Hi, I am working with an 8 layers CNN. I have already trained it and I have the weights (model0.pth) . Now, I want to add two more layers to my initial network so I will have 10 layers in total. However, in the training I want to initialize the the first 8 layers with my pretrained weights of model0.pth. And initialize the rest of the layers randomly.
Can you please tell me if this can be done using Pytorch and if yes how?
Thank you in advance for your help.

1 Like

Hi,

For this, there are different approaches but personally, I would create a class on top of previously defined model which you have weights for. Then add any other layers as another sequential to the new defined model.
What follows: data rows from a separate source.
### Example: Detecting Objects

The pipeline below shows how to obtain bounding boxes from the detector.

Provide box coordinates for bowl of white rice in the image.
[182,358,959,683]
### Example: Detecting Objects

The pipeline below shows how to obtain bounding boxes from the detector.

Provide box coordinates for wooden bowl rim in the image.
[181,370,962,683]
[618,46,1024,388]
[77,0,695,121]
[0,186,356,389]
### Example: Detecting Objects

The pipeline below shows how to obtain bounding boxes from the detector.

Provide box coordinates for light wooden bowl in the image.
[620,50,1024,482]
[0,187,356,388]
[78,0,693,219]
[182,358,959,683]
Something like this:

pretrained = torchvision.models.alexnet(pretrained=True)
class MyAlexNet(nn.Module):
    def __init__(self, my_pretrained_model):
        super(MyAlexNet, self).__init__()
        self.pretrained = my_pretrained_model
        self.my_new_layers = nn.Sequential(nn.Linear(1000, 100),
                                           nn.ReLU(),
                                           nn.Linear(100, 2))
    
    def forward(self, x):
        x = self.pretrained(x)
        x = self.my_new_layers(x)
        return x

my_extended_model = MyAlexNet(my_pretrained_model=pretrained)
my_extended_model

# here is the structure

MyAlexNet(
  (pretrained): AlexNet(
    (features): Sequential(
      (0): Conv2d(3, 64, kernel_size=(11, 11), stride=(4, 4), padding=(2, 2))
      (1): ReLU(inplace=True)
      (2): MaxPool2d(kernel_size=3, stride=2, padding=0, dilation=1, ceil_mode=False)
      (3): Conv2d(64, 192, kernel_size=(5, 5), stride=(1, 1), padding=(2, 2))
      (4): ReLU(inplace=True)
      (5): MaxPool2d(kernel_size=3, stride=2, padding=0, dilation=1, ceil_mode=False)
      (6): Conv2d(192, 384, kernel_size=(3, 3), stride=(1, 1), padding=(1, 1))
      (7): ReLU(inplace=True)
      (8): Conv2d(384, 256, kernel_size=(3, 3), stride=(1, 1), padding=(1, 1))
      (9): ReLU(inplace=True)
      (10): Conv2d(256, 256, kernel_size=(3, 3), stride=(1, 1), padding=(1, 1))
      (11): ReLU(inplace=True)
      (12): MaxPool2d(kernel_size=3, stride=2, padding=0, dilation=1, ceil_mode=False)
    )
    (avgpool): AdaptiveAvgPool2d(output_size=(6, 6))
    (classifier): Sequential(
      (0): Dropout(p=0.5, inplace=False)
      (1): Linear(in_features=9216, out_features=4096, bias=True)
      (2): ReLU(inplace=True)
      (3): Dropout(p=0.5, inplace=False)
      (4): Linear(in_features=4096, out_features=4096, bias=True)
      (5): ReLU(inplace=True)
      (6): Linear(in_features=4096, out_features=1000, bias=True)
    )
  )  # till here corresponds to AlexNet's original implementation
  (my_new_layers): Sequential(
    (0): Linear(in_features=1000, out_features=100, bias=True)
    (1): ReLU()
    (2): Linear(in_features=100, out_features=2, bias=True)
  )
)

Bests

5 Likes

Thank you very much ! that was so helpful ! :slight_smile:

Really helpful, thanks for sharing!!